- E. K. Aboobacker Musliyar
- Born: 1914 Paramblikadavu, near Kozhikode, Kerala, India.
- Died: 19 August 1996 (aged 81–82)
- Occupation: Community Leader

= E. K. Aboobacker Musliyar =

Islamic scholar

E. K. Aboobacker Musliyar, known by followers as the Shams-ul-Ulama (lit. "the Sun of the Scholars"), was a Shafi'i scholar and community leader from Kerala, south India. He served as the General Secretary of the Samastha-Kerala Jam'iyyat al-'Ulama', the principal Sunni-Shafi'i scholarly body in Kerala, from 1957 to 1996.

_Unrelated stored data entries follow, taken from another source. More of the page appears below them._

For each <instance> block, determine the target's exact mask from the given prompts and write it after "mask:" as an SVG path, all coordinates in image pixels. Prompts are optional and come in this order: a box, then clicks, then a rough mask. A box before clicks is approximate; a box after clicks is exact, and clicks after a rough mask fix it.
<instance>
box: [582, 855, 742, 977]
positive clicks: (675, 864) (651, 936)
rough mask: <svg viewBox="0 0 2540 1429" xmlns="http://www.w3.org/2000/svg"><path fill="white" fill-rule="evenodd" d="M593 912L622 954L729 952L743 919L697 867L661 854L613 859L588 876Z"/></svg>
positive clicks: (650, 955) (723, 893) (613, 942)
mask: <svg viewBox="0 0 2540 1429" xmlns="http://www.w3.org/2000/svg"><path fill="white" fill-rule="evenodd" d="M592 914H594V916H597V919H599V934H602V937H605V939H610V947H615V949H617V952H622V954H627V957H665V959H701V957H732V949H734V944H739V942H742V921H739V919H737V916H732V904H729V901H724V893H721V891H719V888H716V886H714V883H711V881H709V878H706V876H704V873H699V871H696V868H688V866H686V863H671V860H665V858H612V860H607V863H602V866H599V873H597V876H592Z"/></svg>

Ezhuthachan Kandi Aboobacker was born in 1914, to E. K. Koya Kutty and Adiyottil Fathima, at Parambilkadavu, near the city of Kozhikode. After the initial education from a number of Kerala-based scholars, he joined the al-Bakiyat-us-Salihat College at Vellore for higher studies.

He later served as the principal of Jamia Nuriya Arabic College, Pattikkad.

He became the principal of Jamia Darussalam al Islamiyya, Nandi for 20 years, after he had left Jamia Nuriya Arabic College, Pattikkad.

E. K. Aboobacker Musliyar died on 19 August 1996.